Popular Names by Country Dataset - data, code and conversation

I needed a dataset of popular names by country for testing, but I couldn’t find one that had everything I needed. So I made my own!

Need a free dataset of popular names by country, including CJK and RTL examples, plus romanization and counts, all for a boatload of countries? Me too! Keep reading to hear more about what I put together.

My Problem and My Solution

Since I knew that what was available wasn’t what I needed, I took the time to figure out exactly what I did need. Here were the criteria I came up with, and how the dataset I built meets those needs:

Free — This dataset is released under the Creative Commons CC0 license.
Popular names — Included names are reported to be the most popular, by country. Each name includes a count of people with the name within the country when available.
Big Enough for Testing — 2,370 Forenames and 2,278 Surnames, many with multiple representations, i.e., different spellings and native vs. romanized forms.
Multinational — Forenames from 106 countries, Surnames from 75. Generally at least 10 each per country. In particular, there are many names from CJK and RTL languages available.
Clear provenance — Data is pulled from https://en.wikipedia.org/wiki/Lists_of_most_common_surnames and https://en.wikipedia.org/wiki/List_of_most_popular_given_names the week of Jul 8, 2023.
Easy-to-use — Data is available in simple JSON formats.
Romanization — Names in non-Latin scripts include Romanization, either as provided or sourced from Google Translate.

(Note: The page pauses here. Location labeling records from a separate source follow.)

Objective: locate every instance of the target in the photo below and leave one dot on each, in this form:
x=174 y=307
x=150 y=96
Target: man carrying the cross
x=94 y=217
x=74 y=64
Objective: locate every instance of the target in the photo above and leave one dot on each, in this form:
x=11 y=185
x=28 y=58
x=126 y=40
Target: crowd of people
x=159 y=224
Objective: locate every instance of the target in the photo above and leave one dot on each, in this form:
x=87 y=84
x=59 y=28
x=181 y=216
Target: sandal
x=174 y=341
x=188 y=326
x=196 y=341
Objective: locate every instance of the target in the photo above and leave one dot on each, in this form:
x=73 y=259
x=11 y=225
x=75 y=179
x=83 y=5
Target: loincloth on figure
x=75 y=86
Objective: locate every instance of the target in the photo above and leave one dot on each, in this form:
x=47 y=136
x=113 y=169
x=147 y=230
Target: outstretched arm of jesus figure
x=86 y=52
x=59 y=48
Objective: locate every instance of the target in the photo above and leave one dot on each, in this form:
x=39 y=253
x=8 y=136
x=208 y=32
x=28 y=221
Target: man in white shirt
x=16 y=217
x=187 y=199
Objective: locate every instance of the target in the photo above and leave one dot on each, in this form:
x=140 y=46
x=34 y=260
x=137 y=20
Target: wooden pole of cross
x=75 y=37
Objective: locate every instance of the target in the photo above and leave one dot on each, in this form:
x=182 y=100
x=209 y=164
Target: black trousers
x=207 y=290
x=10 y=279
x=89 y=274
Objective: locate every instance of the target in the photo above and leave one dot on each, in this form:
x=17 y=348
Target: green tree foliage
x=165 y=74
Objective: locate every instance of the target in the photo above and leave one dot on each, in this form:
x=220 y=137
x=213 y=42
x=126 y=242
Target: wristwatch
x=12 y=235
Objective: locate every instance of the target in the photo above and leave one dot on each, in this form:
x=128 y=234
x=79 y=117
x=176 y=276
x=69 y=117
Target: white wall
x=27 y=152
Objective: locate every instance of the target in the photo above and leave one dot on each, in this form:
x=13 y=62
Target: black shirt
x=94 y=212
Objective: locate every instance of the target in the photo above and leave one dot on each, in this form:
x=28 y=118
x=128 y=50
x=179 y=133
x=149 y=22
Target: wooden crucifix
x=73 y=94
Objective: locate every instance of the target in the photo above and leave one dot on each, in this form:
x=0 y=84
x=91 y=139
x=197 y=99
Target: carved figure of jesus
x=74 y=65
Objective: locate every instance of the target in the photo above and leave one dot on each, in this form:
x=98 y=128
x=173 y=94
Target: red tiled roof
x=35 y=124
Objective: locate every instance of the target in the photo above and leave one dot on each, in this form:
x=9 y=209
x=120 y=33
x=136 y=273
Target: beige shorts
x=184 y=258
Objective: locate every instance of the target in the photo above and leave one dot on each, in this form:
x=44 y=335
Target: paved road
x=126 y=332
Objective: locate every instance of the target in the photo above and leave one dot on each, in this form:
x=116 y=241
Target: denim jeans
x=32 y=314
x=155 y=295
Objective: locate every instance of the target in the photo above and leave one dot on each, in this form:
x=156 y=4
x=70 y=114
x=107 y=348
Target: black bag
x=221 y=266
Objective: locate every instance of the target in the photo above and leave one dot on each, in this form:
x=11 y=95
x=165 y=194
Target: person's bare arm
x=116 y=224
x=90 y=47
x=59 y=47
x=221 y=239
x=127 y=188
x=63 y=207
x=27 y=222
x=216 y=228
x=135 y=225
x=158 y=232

All of these things let me build my i18n and l10n tests quickly and easily.

For reference, the following countries are represented:

🇦🇩🇦🇪🇦🇱🇦🇲🇦🇷🇦🇹🇦🇺🇦🇼🇦🇿🇧🇦🇧🇩🇧🇪🇧🇬🇧🇴🇧🇷🇧🇾🇨🇦🇨🇭🇨🇱🇨🇳🇨🇴🇨🇷🇨🇺🇨🇾🇨🇿🇩🇪🇩🇰🇩🇴🇩🇿🇪🇨🇪🇪🇪🇬🇪🇸🇫🇮🇫🇯🇫🇴🇫🇷🇬🇧🇬🇪🇬🇬🇬🇮🇬🇱🇬🇶🇬🇷🇬🇹🇭🇷🇭🇹🇭🇺🇮🇪🇮🇱🇮🇲🇮🇳🇮🇶🇮🇷🇮🇸🇮🇹🇯🇪🇯🇲🇯🇴🇯🇵🇰🇬🇰🇭🇰🇷🇰🇼🇰🇿🇱🇧🇱🇮🇱🇰🇱🇹🇱🇺🇱🇻🇱🇾🇲🇦🇲🇨🇲🇩🇲🇪🇲🇰🇲🇱🇲🇳🇲🇹🇲🇽🇲🇾🇳🇱🇳🇴🇳🇵🇳🇿🇵🇦🇵🇪🇵🇫🇵🇭🇵🇰🇵🇱🇵🇷🇵🇹🇵🇾🇷🇴🇷🇸🇷🇺🇸🇦🇸🇮🇸🇰🇸🇲🇸🇷🇸🇻🇹🇭🇹🇯🇹🇳🇹🇷🇹🇼🇺🇦🇺🇸🇺🇾🇻🇪🇻🇳🇽🇰🇿🇦

The Data

The dataset is comprised of the following data files:

Surnames

common-surnames-by-country.csv — This is the “master” surname file. All other surname files are generated from this file, either directly or indirectly. The format is not documented, but it’s not hard to grok, especially if you refer to surnames2json.py.
common-surnames-by-country.json — The same data as common-surnames-by-country.csv, but in a clearer JSON format.
common-surnames-by-country.min.json — The same data as common-surnames-by-country.json, just minified.
common-surnames.txt — Just want the names? Then this is the file for you. Contains all unique surnames, one per line.

Forenames

common-forenames-by-country.csv — This is the “master” forename file. All other forename files are generated from this file, either directly or indirectly. The format is not documented, but it’s not hard to grok, especially if you refer to forenames2json.py.
common-forenames-by-country.json — The same data as common-forenames-by-country.csv, but in a clearer JSON format.
common-forenames-by-country.min.json — The same data as common-forenames-by-country.json, just minified.
common-forenames.txt — Just want the names? Then this is the file for you. Contains all unique forenames, one per line.

Downloading

You can find all these files on the releases page of the repo. It’s all released into the public domain under the Creative Commons CC0 license.

Prior Art

Certainly, I’m not the first person with this need, or this idea. In my search, I was able to find many existing datasets that do some of the above things right, but not all of them. If you need a names dataset, you might also check these other excellent options out:

The U.S. Census provides outstanding data, but only for US surnames.
The U.S. Social Security Administration provides outstanding data, too, but only for US forenames.
FiveThirtyEight most common name dataset is also US-only, since it’s based on the Census.
solenium/names-dataset is simple and easy to use, but doesn’t indicate what countries names come from, nor their popularities.
davidam/damegender is well-documented, easy to use, and multinational, but only covers forenames.
philipperemy/name-dataset dataset is clearly comprehensive, but there is no indication of the most popular names, and there is no romanization. (And some users may have legitimate concerns about the provenance of the data, too.)
census.name is paid only.